El litio es un mercado que evoluciona con gran rapidez, con Argentina entre los que más dinámicamente se desarrollan en la región, por lo que se trata de un país sobre el que buscamos aportar mayor visibilidad y donde identificamos oportunidades.
Para cualquier lanzamiento de precios en Argus deben evaluarse diversos factores antes de avanzar. Estos incluyen la viabilidad de las referencias de precios conforme a los principios de la IOSCO para agencias de reporte, el nivel de disponibilidad de información, la utilidad de dichas referencias y el grado de interés por parte del mercado.
Dado que Argentina aún se encuentra en una etapa de desarrollo de su comercio spot de litio, la evaluación requirió un enfoque más flexible, incorporando como referencia el mercado chino, que presenta mayor liquidez. Esta metodología será monitoreada en función de la evolución del mercado.
En última instancia, fueron los propios participantes locales y actores vinculados quienes impulsaron el lanzamiento. A partir de esa demanda y tras un análisis de los desafíos, se avanzó con el desarrollo del índice.
El litio argentino no es un producto homogéneo, y existen diferencias de especificación entre proyectos que se traducen en diferenciales de precio. ¿Cómo contempla el índice esa diversidad? ¿Un único valor "grado batería 99,5%" captura la realidad del producto argentino?
Argentina sí cuenta con varios grados de producto, aunque la mayoría de los productores de carbonato se ajustan a especificaciones similares. Casi todas las commodities negociables no son homogéneas y están sujetas a especificaciones industriales que permiten un rango de calidades aceptables.
En este contexto, Argus evalúa los precios considerando tolerancias definidas y rangos alto/bajo.
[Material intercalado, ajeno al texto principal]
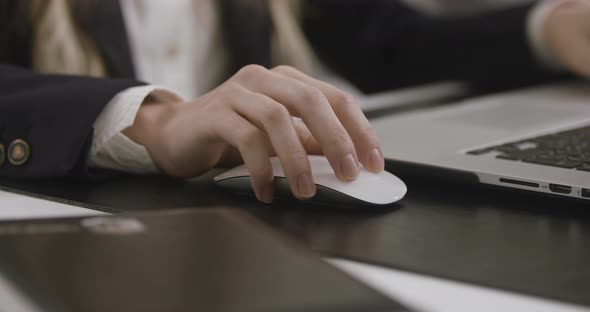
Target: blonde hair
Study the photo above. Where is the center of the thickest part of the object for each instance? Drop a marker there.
(59, 45)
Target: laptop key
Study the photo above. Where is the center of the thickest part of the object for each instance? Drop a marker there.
(554, 163)
(567, 149)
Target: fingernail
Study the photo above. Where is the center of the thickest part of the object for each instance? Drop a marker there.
(305, 186)
(267, 194)
(376, 160)
(349, 167)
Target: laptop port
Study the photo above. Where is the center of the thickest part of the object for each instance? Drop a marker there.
(561, 189)
(518, 182)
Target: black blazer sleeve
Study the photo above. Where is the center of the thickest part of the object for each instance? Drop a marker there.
(384, 44)
(55, 115)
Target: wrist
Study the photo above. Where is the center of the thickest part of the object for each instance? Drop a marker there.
(150, 129)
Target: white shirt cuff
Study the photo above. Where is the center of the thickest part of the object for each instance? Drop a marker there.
(535, 24)
(111, 149)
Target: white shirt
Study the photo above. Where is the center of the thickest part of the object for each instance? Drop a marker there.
(177, 44)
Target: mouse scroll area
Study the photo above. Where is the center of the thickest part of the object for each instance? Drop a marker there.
(368, 189)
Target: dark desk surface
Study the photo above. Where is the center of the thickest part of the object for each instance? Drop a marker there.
(509, 240)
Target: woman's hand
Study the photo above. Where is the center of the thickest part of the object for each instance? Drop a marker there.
(250, 118)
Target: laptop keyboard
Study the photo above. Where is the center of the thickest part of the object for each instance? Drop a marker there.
(568, 149)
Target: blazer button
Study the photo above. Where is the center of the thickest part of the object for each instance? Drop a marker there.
(19, 152)
(2, 155)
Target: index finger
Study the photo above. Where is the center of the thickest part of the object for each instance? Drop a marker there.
(367, 145)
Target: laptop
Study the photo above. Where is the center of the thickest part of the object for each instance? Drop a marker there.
(535, 139)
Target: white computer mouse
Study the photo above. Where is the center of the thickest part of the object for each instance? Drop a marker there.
(369, 188)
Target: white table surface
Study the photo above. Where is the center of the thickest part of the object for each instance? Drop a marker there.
(421, 292)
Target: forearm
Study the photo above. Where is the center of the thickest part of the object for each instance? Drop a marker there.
(383, 45)
(55, 115)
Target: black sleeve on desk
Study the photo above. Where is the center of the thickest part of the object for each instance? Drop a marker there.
(55, 115)
(383, 44)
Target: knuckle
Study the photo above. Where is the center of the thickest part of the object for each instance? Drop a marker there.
(285, 69)
(250, 137)
(340, 141)
(315, 96)
(300, 160)
(251, 71)
(345, 99)
(231, 88)
(276, 113)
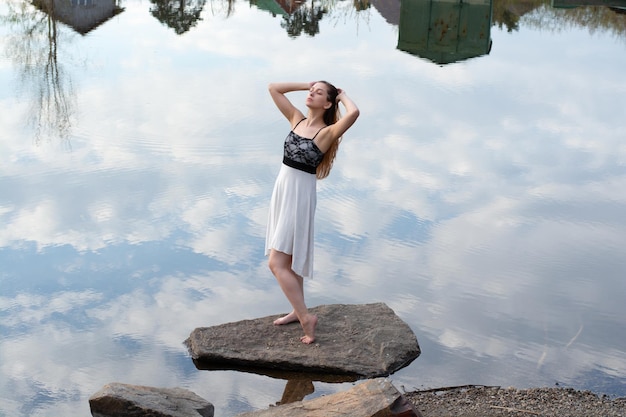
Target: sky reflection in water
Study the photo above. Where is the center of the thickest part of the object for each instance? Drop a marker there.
(481, 200)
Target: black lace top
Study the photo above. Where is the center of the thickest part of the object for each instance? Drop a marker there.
(302, 153)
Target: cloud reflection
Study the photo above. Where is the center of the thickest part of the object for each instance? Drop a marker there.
(482, 202)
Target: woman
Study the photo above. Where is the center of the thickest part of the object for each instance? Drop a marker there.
(309, 151)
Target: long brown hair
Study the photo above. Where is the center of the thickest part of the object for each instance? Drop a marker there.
(331, 115)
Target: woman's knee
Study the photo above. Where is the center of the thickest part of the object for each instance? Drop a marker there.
(278, 261)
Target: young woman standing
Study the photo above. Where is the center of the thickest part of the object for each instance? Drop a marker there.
(309, 152)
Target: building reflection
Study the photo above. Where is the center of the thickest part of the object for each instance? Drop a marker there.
(445, 31)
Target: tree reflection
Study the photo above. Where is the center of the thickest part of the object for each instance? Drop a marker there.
(304, 19)
(180, 15)
(33, 47)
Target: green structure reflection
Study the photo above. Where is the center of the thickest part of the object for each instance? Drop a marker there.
(445, 31)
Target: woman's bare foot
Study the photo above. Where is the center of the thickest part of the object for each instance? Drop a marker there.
(308, 325)
(289, 318)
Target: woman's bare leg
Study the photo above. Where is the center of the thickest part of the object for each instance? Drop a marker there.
(292, 285)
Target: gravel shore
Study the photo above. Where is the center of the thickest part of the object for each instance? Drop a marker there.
(480, 401)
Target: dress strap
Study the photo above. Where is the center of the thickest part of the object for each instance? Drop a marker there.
(293, 128)
(317, 131)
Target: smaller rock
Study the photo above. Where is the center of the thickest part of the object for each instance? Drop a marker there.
(122, 400)
(374, 398)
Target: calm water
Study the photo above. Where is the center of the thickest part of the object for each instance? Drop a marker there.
(483, 199)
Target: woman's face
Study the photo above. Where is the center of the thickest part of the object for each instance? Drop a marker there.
(318, 96)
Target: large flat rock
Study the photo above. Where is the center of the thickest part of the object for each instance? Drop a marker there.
(362, 341)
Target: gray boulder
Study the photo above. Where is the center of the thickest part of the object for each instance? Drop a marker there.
(360, 341)
(374, 398)
(122, 400)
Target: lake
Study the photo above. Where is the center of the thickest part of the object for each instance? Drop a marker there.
(480, 194)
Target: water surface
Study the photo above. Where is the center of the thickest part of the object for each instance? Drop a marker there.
(480, 194)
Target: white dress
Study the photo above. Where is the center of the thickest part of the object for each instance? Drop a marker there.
(292, 207)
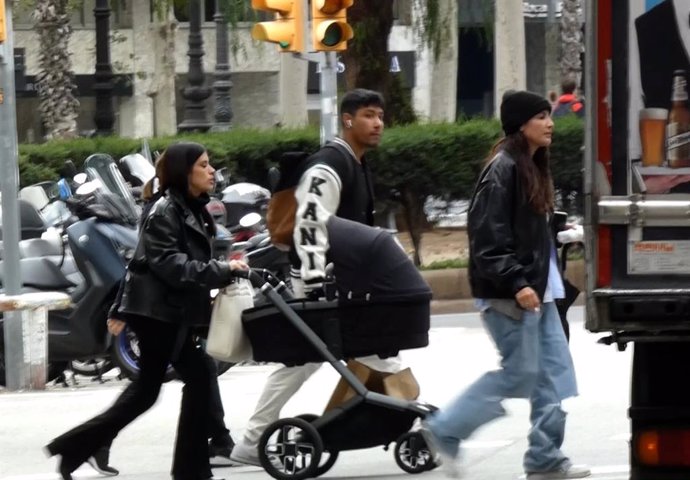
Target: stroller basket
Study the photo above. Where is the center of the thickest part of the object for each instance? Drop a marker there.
(352, 330)
(382, 308)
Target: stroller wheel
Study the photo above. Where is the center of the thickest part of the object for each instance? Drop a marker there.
(412, 454)
(328, 457)
(290, 449)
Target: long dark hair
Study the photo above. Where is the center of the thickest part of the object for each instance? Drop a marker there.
(534, 171)
(172, 173)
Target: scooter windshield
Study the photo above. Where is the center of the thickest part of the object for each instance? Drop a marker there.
(138, 168)
(102, 168)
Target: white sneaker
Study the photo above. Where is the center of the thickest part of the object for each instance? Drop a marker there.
(243, 453)
(564, 471)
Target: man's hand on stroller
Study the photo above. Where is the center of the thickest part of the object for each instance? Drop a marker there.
(313, 289)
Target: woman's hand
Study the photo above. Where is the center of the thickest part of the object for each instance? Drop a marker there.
(238, 265)
(528, 299)
(115, 326)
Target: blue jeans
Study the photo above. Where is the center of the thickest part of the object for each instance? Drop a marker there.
(535, 364)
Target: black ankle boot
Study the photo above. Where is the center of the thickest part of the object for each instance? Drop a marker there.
(67, 463)
(99, 461)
Las operaciones, ofertas y demás información de mercado son sometidas a procesos de verificación que pueden implicar la normalización de los datos o su exclusión de la evaluación final.
Restringir la muestra únicamente a un tipo de producto o a un solo productor introduciría riesgos de distorsión y reduciría la liquidez necesaria para construir una referencia confiable. También podría comprometer la confidencialidad de las fuentes, afectando la continuidad del flujo de información.
Por este motivo, Argus trabaja con el mercado en la definición de metodologías que se revisan y actualizan en el tiempo, y recomienda que los contratos incorporen condiciones específicas que reflejen las características del producto o las necesidades de cada operación, dentro de acuerdos vigentes o en función de cambios en la dinámica del mercado.